30 juin 2007

A l'heure où dans les rues


Je crois que de tout temps j’ai aimé dormir ailleurs. Ailleurs que chez moi, ailleurs que dans mon lit, ailleurs. Ailleurs que dans un quotidien dédié. Sans doute la découverte d’une chambre inconnue ou d’un nouveau lieu de dormir m’est équivalent au plaisir des départs et trajets vers des navigations étrangères. Entre le vouloir m’assoupir et l’arrivée dans le flou du sommeil.

Des amis de longue vue m’avaient conviés pour quelques jours dans leur nouvel appartement dans un bel immeuble d’un beau quartier d’une lointaine ville de province. J’avais trouvé le quartier plutôt anonyme, mais l’appartement était clair et bien conçu, son septième étage offrait une belle vue.
Egayés par nos retrouvailles, la soirée s’était prolongée jusque tard dans la nuit, et j’étais bien agité. Malgré la fatigue, je tournais et virais dans mon lit sans trouver le sommeil. Le matelas était pourtant un comble de délices et la nuit d’une fraîcheur bienvenue. Je trouvai un peu de calme en m’allongeant sur le dos, calquant ma respiration sur un décompte d’animaux imaginaires, pour le laisser en plan à plusieurs reprises, mon esprit allant s’esclaffer vers des rives inattendues. J’étais tout bien avec mon corps, mais aucune parcelle ne succombait à la nuit, douce nuit, longue nuit. Les doigts pianotant sur la couette.
J’atteignis sans le chercher à une bouffée de joie qui me partagea en un vif instant entre le sanglot et l’éclat de rire.

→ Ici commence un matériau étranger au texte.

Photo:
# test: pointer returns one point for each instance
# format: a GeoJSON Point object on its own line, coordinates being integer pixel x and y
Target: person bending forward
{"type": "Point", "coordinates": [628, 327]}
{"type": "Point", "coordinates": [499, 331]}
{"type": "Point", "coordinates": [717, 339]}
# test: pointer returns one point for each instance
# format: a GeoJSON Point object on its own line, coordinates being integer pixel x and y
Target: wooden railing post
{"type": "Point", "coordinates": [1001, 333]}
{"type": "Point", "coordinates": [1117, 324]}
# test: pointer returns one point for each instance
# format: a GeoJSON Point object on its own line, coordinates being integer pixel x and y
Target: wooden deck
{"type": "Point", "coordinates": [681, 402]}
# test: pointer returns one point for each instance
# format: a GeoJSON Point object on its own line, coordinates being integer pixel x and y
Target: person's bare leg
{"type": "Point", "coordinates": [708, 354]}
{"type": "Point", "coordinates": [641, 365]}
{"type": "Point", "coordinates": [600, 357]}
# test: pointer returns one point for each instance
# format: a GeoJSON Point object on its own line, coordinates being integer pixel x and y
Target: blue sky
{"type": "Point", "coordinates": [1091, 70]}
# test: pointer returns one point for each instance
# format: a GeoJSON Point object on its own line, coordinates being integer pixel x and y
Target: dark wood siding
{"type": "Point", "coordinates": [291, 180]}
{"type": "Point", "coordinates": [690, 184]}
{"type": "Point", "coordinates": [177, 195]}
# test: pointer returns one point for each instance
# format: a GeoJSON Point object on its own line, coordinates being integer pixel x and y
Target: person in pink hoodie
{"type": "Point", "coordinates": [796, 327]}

Comme un grand cri de silence déployant tout l’intérieur de ma gorge en un bouquet irrésistible. Je m’étais senti transporté, tout entier éclaboussé de joie, et je restai dans un émoi extrême, sans savoir du tout d’où. La chambre était une niche de silence, entre la densité de la moquette et l’épaisseur de la couette. Le filtre des doubles rideaux n’offrait qu’apaisement dans la semi-pénombre absorbant les échos des hauts réverbères du dehors. Ce calme du dedans contrastait avec la circulation extérieure. Tout en bas, malgré la nuit et la pluie, les voitures roulaient à flot au milieu de l’avenue. Le tumulte était étouffé mais omniprésent, ininterrompu, une musique, simple musique filée de moteurs enroués et de sirènes lointaines. Comme une berceuse qui ne m’endormait pas, entretenant au contraire ma tension et mon plaisir. Je retrouvais quelque chose, je connaissais ce sentiment, cet enrichissement du dehors sur mon dedans, mais je n’en décelai pas la cause immédiate. Je continuais à baigner dans ce flux sans savoir, j’abdiquai sans déplaisir, je me sentais voguer entre matelas et pirogue et entre plafond et nuées d’étoiles.

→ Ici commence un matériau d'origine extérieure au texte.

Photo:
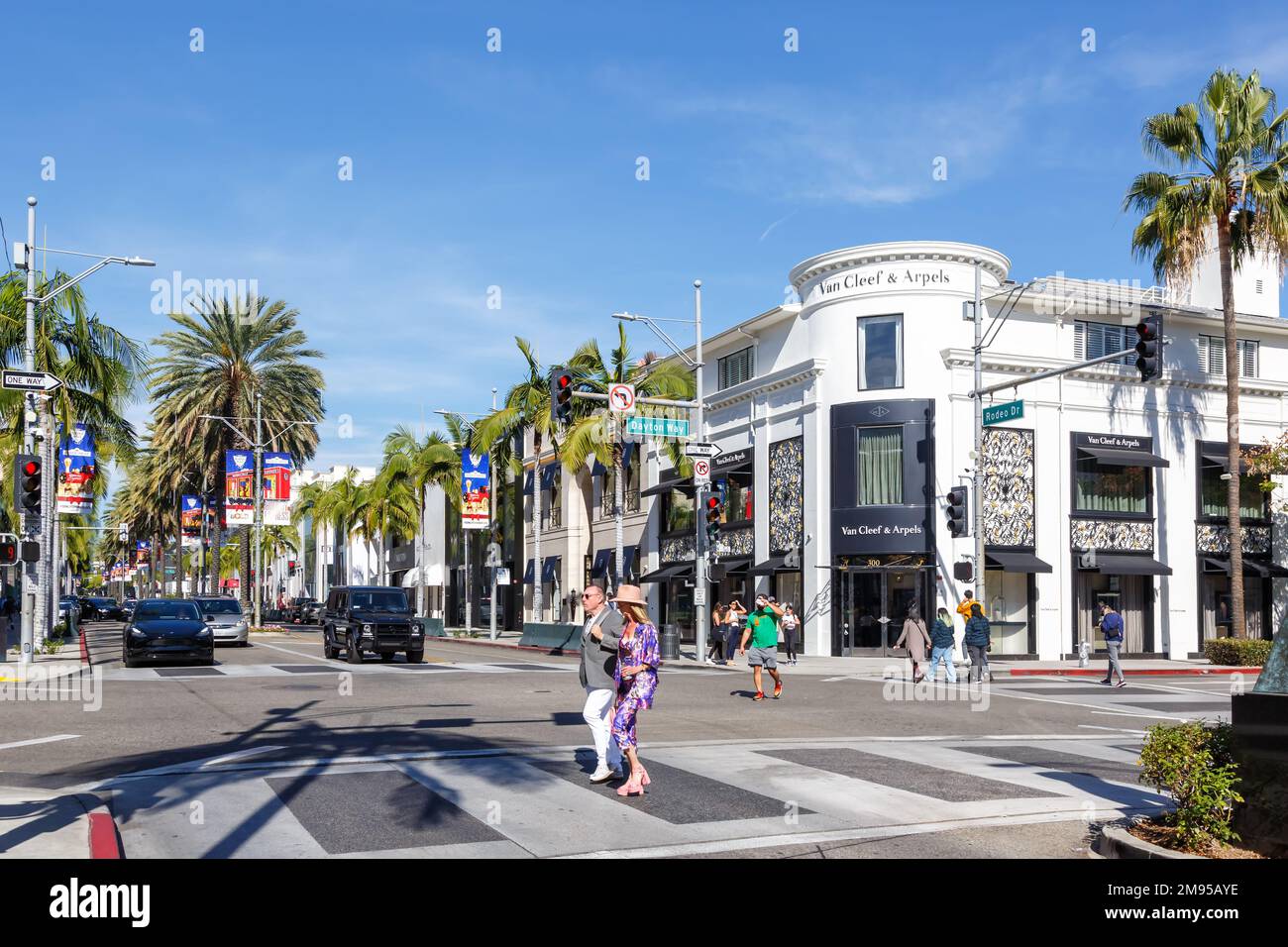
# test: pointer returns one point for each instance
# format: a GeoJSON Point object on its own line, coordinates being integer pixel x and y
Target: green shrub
{"type": "Point", "coordinates": [1194, 764]}
{"type": "Point", "coordinates": [1236, 652]}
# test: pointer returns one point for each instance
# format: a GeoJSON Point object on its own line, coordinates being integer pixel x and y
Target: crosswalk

Une voiture, passant au cœur d’une grande flaque d’eau dans un diapason détonnant, m’éveilla de mon incertitude pour me reloger directement dans la chambre de mon enfance. Le papier peint. Les aiguilles phosphorescentes du réveil. Les ressorts du lit.

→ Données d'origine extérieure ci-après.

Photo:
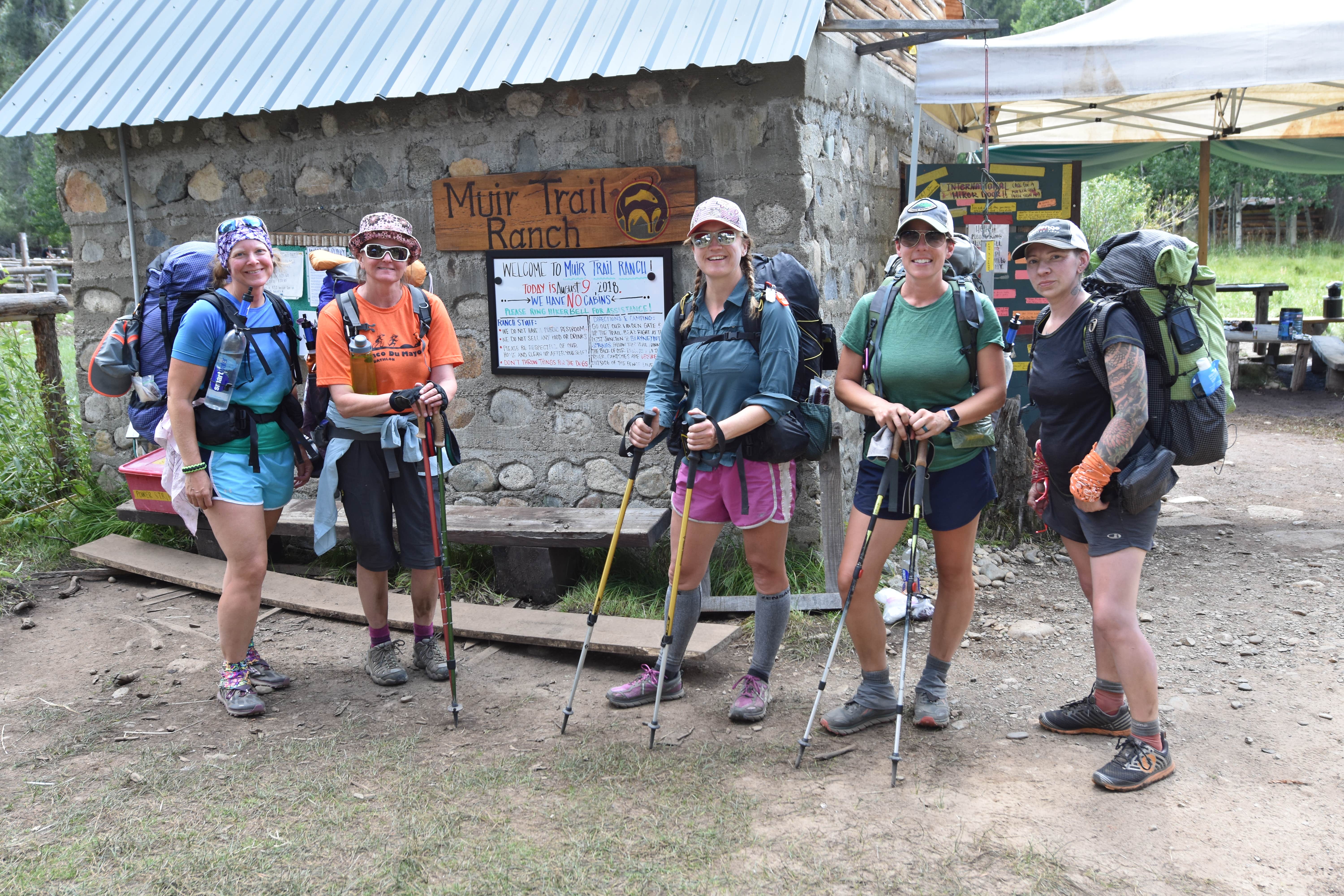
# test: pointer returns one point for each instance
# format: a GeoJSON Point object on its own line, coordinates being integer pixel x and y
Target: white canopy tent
{"type": "Point", "coordinates": [1140, 70]}
{"type": "Point", "coordinates": [1150, 70]}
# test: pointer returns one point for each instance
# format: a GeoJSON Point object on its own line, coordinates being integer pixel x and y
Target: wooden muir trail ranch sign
{"type": "Point", "coordinates": [580, 209]}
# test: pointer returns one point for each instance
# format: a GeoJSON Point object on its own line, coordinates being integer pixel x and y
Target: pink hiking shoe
{"type": "Point", "coordinates": [642, 691]}
{"type": "Point", "coordinates": [753, 700]}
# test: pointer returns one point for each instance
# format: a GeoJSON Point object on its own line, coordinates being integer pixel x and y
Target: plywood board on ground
{"type": "Point", "coordinates": [614, 635]}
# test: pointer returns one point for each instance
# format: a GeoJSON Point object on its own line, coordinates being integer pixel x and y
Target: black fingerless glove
{"type": "Point", "coordinates": [404, 400]}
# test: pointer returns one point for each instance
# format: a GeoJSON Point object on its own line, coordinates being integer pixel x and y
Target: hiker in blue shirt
{"type": "Point", "coordinates": [243, 484]}
{"type": "Point", "coordinates": [740, 388]}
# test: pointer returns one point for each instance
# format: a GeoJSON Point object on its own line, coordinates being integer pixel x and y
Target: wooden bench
{"type": "Point", "coordinates": [537, 550]}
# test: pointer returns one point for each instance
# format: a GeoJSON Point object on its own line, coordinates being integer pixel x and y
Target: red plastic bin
{"type": "Point", "coordinates": [143, 479]}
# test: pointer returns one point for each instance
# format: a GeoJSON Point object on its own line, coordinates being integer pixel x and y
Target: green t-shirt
{"type": "Point", "coordinates": [923, 366]}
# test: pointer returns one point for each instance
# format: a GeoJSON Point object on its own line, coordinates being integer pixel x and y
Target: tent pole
{"type": "Point", "coordinates": [131, 224]}
{"type": "Point", "coordinates": [1204, 237]}
{"type": "Point", "coordinates": [915, 154]}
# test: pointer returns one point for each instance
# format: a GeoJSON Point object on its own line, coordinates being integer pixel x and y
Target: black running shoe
{"type": "Point", "coordinates": [1085, 718]}
{"type": "Point", "coordinates": [1136, 765]}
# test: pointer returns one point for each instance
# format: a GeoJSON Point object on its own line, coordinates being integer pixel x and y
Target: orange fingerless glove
{"type": "Point", "coordinates": [1091, 477]}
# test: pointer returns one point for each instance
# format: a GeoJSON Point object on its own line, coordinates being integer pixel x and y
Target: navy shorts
{"type": "Point", "coordinates": [1103, 531]}
{"type": "Point", "coordinates": [955, 498]}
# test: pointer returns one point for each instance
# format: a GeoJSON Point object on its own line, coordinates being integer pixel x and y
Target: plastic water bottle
{"type": "Point", "coordinates": [222, 378]}
{"type": "Point", "coordinates": [1208, 375]}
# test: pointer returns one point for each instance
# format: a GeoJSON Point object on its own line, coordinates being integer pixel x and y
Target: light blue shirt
{"type": "Point", "coordinates": [724, 378]}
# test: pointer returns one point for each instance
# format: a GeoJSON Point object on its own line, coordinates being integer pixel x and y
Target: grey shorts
{"type": "Point", "coordinates": [1104, 531]}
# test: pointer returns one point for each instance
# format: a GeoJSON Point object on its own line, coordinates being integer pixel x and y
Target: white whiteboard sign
{"type": "Point", "coordinates": [596, 314]}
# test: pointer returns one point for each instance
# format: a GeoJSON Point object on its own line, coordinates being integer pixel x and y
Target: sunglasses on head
{"type": "Point", "coordinates": [235, 224]}
{"type": "Point", "coordinates": [724, 237]}
{"type": "Point", "coordinates": [396, 253]}
{"type": "Point", "coordinates": [933, 238]}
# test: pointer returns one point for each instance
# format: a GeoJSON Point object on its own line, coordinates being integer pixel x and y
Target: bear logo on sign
{"type": "Point", "coordinates": [642, 211]}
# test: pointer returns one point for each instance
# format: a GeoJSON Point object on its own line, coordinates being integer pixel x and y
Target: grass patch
{"type": "Point", "coordinates": [1307, 269]}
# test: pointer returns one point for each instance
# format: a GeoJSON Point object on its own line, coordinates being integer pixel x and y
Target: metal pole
{"type": "Point", "coordinates": [131, 224]}
{"type": "Point", "coordinates": [915, 154]}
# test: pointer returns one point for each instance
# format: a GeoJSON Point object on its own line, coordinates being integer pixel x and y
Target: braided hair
{"type": "Point", "coordinates": [748, 272]}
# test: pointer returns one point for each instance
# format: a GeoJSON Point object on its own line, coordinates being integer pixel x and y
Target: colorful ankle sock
{"type": "Point", "coordinates": [1109, 695]}
{"type": "Point", "coordinates": [233, 675]}
{"type": "Point", "coordinates": [1150, 733]}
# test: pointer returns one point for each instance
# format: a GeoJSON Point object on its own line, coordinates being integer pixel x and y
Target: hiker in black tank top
{"type": "Point", "coordinates": [1088, 432]}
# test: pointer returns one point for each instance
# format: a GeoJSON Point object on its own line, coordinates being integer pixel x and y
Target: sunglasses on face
{"type": "Point", "coordinates": [911, 238]}
{"type": "Point", "coordinates": [396, 253]}
{"type": "Point", "coordinates": [235, 224]}
{"type": "Point", "coordinates": [724, 237]}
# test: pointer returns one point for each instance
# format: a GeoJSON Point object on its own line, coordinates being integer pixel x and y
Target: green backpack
{"type": "Point", "coordinates": [1158, 279]}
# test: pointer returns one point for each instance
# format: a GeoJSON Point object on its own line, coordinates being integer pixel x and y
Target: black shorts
{"type": "Point", "coordinates": [956, 495]}
{"type": "Point", "coordinates": [370, 496]}
{"type": "Point", "coordinates": [1104, 531]}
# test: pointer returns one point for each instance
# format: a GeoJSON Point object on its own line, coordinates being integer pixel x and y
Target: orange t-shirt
{"type": "Point", "coordinates": [398, 353]}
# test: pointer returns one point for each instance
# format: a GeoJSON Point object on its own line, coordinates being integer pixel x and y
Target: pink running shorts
{"type": "Point", "coordinates": [772, 493]}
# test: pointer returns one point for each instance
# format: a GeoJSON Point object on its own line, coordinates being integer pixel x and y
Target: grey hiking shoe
{"type": "Point", "coordinates": [752, 702]}
{"type": "Point", "coordinates": [1085, 718]}
{"type": "Point", "coordinates": [384, 666]}
{"type": "Point", "coordinates": [429, 656]}
{"type": "Point", "coordinates": [642, 691]}
{"type": "Point", "coordinates": [241, 700]}
{"type": "Point", "coordinates": [931, 713]}
{"type": "Point", "coordinates": [854, 717]}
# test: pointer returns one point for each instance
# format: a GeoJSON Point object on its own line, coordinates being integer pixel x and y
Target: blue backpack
{"type": "Point", "coordinates": [175, 281]}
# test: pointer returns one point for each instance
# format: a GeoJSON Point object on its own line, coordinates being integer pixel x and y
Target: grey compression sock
{"type": "Point", "coordinates": [772, 618]}
{"type": "Point", "coordinates": [935, 679]}
{"type": "Point", "coordinates": [1111, 687]}
{"type": "Point", "coordinates": [683, 627]}
{"type": "Point", "coordinates": [876, 692]}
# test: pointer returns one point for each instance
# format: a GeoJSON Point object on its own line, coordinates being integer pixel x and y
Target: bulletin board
{"type": "Point", "coordinates": [597, 314]}
{"type": "Point", "coordinates": [1019, 198]}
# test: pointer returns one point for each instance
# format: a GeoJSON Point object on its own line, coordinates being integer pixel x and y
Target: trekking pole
{"type": "Point", "coordinates": [884, 492]}
{"type": "Point", "coordinates": [916, 512]}
{"type": "Point", "coordinates": [446, 601]}
{"type": "Point", "coordinates": [636, 454]}
{"type": "Point", "coordinates": [693, 460]}
{"type": "Point", "coordinates": [439, 558]}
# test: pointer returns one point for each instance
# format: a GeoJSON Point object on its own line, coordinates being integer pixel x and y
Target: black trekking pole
{"type": "Point", "coordinates": [693, 461]}
{"type": "Point", "coordinates": [889, 475]}
{"type": "Point", "coordinates": [636, 456]}
{"type": "Point", "coordinates": [916, 512]}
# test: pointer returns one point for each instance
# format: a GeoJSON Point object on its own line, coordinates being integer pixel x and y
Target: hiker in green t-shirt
{"type": "Point", "coordinates": [927, 381]}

J’en avais passé des heures derrière la vitre embuée, à regarder les lumières de la ville, à ne pas dormir et à compter les voitures. Des enseignes de grandes marques clignotaient au loin en haut des tours, derrière des rideaux et des rideaux d’immeubles, décors de théâtres urbains superposés les uns sur les autres sans finir, tout un dégradé de blocs d’ombres enserrant tant et tant de vies secrètes et de chut sur les lèvres que la main ne pouvait jamais les contenir jamais. En bas le flux de la circulation ne se tarissait pas, jamais, et les phares laissaient de longues traînées parmi les secondes. O du sceau de combien d’heures et de jours et d’années ne fus-je pas irradié d’indigo pour toutes mes lubies à venir, dans toutes les déclinaisons possibles du passage ininterrompu de toutes les autos pour de vrai qui traversaient notre faubourg pour s’en aller aimer dans d’autres, tous ces passages à la queue-leu-leu dans un rythme sans frein qui coloraient tout de la vie de mes nuits, de là, de là-bas et d’ici aujourd’hui.
Cette litanie, ma musique initiale, une presque liturgie qui aura bordé mes nuits, dessinant du doigt sur le carreau réveillé mes premiers mots et de plus amples consolations, en bouffées d’enfance, bien avant l’aube de la quitter.